If there’s one thing to be learned from "Sex and the City," it’s that women love high heels. Sure, they might be painful to wear and challenging to walk in (for some of us, anyway), but as the saying goes, beauty is pain.
But blisters might not be the only downside to wearing high heels. In fact, the damage might be occurring higher up on the body – in the ankle, knee and hip, according to new research presented later this at the annual meeting of the American Society of Biomechanics.
Another key finding: The higher the heel, the greater the risk.

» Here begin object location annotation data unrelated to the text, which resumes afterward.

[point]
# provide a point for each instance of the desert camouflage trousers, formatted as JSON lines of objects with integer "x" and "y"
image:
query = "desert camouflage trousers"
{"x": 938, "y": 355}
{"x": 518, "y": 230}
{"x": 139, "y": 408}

The study was conducted by Danielle Barkema, a kinesiology student pursuing a master’s degree at Iowa State University (who admits to wearing high heels occassionally herself). She said she got the idea from her twin sister, who wears heels all day in her department store job and noticed that many of her older heel-wearing colleagues had problems with their knees and hips.
To test the consequences of wearing fancy footwear, Barkema recruited 15 women and asked them to strut around her laboratory on a special platform that measured the motion of their joints and the forces acting upon them. Sensors and motion cameras also documented the force and pressure in the women’s legs as they wore flats, 2-inch heels and 3.5-inch heels.
It turned out that their knees and ankles absorbed the most wear and tear. Higher heels increased the compression inside the knee, creating additional joint pain and strain, Barkema said in an interview.
Wearing heels also altered the women’s posture, forcing their ankles, knees and hips into unnatural positions that increased their risk for joint degeneration and osteoarthritis, she said.
Still, she emphasized that the take-home message of her study is not to eliminate heels from one’s wardrobe, but to limit their wear.